I thought it might be useful to be able to have crates automatically inherit the properties of adjacent crates when placed.
The only issue is handling the properties when you place a crate next to two or more crates with different item designations. I would probably just pick one at random (or just default to all items) in that case. I considered the idea of crate groups that can only have one master set of properties, but you lose some customization there and it doesn’t completely solve the problem as placing a crate that connects two crate groups would still be really weird.
I was just thinking of this issue myself after briefly experimenting with Crates. What if there was some of tool that allowed the player to drag and select an area of containers/stockpiles and simultaneously set their accepted items? This way, you can still have adjacent crates or stockpiles with different accepted items (or at least they won’t automatically change, considering you might forget that it happens).
There’s two other issues I can think of at the moment that would need to be considered for such a tool, though:
Can there be a way to select only certain types of crates (or exclude specific containers) in the area you select? It might get messy if you have crates snaking around that don’t fall into neat rows/boxes.

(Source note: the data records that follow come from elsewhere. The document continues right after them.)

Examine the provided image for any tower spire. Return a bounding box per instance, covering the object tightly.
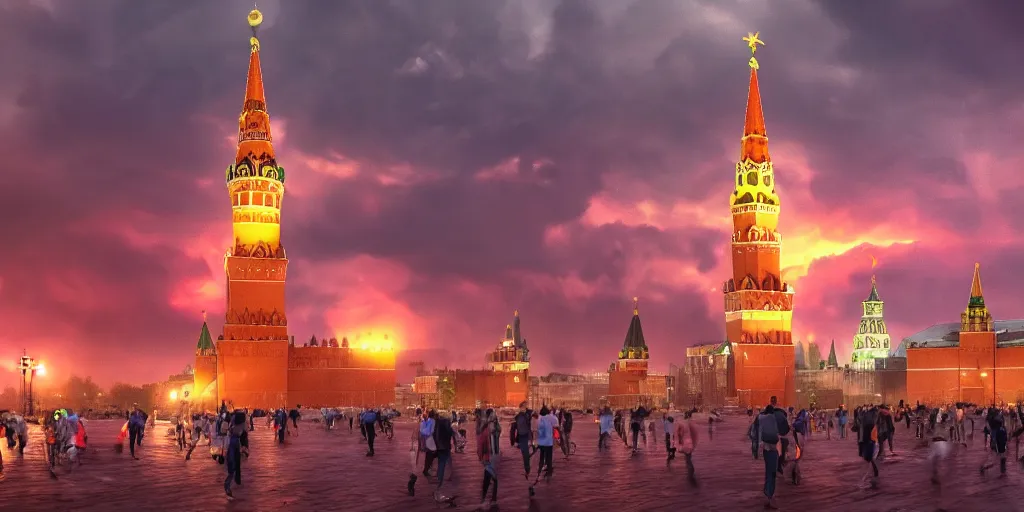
[739,32,771,164]
[961,263,994,332]
[866,274,882,302]
[971,263,984,300]
[825,340,839,368]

There’d likely need to be some way to draw the area of selection three-dimensionally. Unlike resources selectable by the Harvest command we currently have, crates can be put on top of each other, bringing up the issue of the Y-axis.

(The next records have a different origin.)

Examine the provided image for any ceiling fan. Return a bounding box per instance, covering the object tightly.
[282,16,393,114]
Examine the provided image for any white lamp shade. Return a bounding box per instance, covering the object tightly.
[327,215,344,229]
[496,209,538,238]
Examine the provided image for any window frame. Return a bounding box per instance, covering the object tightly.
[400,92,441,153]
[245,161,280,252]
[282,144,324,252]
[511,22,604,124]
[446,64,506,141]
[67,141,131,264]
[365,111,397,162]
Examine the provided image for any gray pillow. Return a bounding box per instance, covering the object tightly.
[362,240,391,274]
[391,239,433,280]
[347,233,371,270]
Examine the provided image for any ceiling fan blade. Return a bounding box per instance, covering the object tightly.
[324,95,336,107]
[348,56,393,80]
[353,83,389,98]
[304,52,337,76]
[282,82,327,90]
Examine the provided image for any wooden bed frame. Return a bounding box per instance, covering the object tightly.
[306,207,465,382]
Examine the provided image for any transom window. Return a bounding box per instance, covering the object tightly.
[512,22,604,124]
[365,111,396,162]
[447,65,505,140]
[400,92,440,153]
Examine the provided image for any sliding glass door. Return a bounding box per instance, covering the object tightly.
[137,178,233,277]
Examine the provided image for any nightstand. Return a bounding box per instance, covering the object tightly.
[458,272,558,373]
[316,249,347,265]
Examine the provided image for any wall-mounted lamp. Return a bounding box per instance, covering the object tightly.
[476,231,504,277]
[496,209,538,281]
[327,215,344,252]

Yeah, I thought about that as well but ultimately decided I didn’t like it as much. I thought adding a new tool might be a bit much in an already growing toolbar. It seemed like automatically grabbing adjacent stockpile/crate properties would be the most useful without adding more stuff for the player to learn.
On the other hand, I’m trying to picture how I would want to go about reorganizing stuff. If one day I want to move all my food to a new spot then a mass edit tool could be useful.

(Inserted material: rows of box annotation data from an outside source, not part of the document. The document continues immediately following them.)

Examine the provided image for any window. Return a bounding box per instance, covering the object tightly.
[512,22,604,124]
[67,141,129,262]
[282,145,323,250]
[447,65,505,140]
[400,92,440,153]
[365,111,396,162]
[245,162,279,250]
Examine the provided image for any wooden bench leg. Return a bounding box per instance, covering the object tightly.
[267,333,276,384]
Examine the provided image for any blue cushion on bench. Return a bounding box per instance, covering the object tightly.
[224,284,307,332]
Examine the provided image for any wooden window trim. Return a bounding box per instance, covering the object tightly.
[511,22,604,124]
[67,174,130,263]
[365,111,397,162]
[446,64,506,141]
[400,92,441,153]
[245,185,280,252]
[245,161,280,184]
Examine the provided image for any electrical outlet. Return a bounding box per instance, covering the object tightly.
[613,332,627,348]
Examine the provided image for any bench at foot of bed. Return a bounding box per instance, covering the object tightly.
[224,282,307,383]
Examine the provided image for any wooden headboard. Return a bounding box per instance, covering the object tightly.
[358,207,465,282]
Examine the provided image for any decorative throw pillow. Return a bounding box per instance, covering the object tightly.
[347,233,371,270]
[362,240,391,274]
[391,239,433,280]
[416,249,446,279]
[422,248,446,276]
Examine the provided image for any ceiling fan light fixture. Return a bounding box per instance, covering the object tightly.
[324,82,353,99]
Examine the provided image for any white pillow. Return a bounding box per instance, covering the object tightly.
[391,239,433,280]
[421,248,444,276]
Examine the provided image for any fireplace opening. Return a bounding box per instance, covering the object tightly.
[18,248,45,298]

That’s more along the lines that I was thinking–a tool for when a player has already placed the containers they wish to use and quickly want to determine the areas for each item type/combination to be used where. If there’s an option to automatically replicate permissions for a new adjacent container, this would be better if the player’s actively putting them down (and especially if the storage area’s already to be used and access isn’t restricted for whatever reason).
So rather than make a new topic, I decided to add this here.
I have game where I have round 100 crates and it’s a pain in the *ss to manage all those crates. So I thought what if the crates would take the properties of the crate adjacent to it, but also shows as 1 stockpile. If you open the stockpile manager, it would show as one stockpile with a total equal to the combined capacity of all adjacent crates and crates that are adjacent to those adjacent crates and so forth…
But what if you place a new crate or existing crate with objects in them next to the already existing crates ?
Well, It will take the properties of the existing crates, and all items that don’t match will be picked up by the heartlings and moved somewhere else.
And what if I move a create ?
The total of the stockpile would drop with the total of the crate that’s being moved and the items that were stored in that crate will also be removed from the stockpile.
The simplest solution: allow crates to be placed on stockpiles,and have them inherit the stockpiles’ traits.
This can also be led to some automation, such as if a stockpile is getting full, a Hearthling may check for the largest available crate in a furniture stockpile to place down on the stockpile if there’s room to do so.
Dwarf Fortress had something similar, but crates were containers for a single resource. It’d be a league harder to have Hearthlings determine if it would be faster to transport goods via crate than to make multiple trips between individual items and the nearest stockpile.
Or maybe not so much. If there are, say, 3+ items within 20 cells and no appropriate stockpile within 40 to deliver them, have a worker drop off a crate that can fit that many items. When there are no more items that can be placed in the crate, mark the crate to be returned to its’ prior place.
This is a common scenario for wood, stone, and pelts, and much time is often wasted on long distance trips.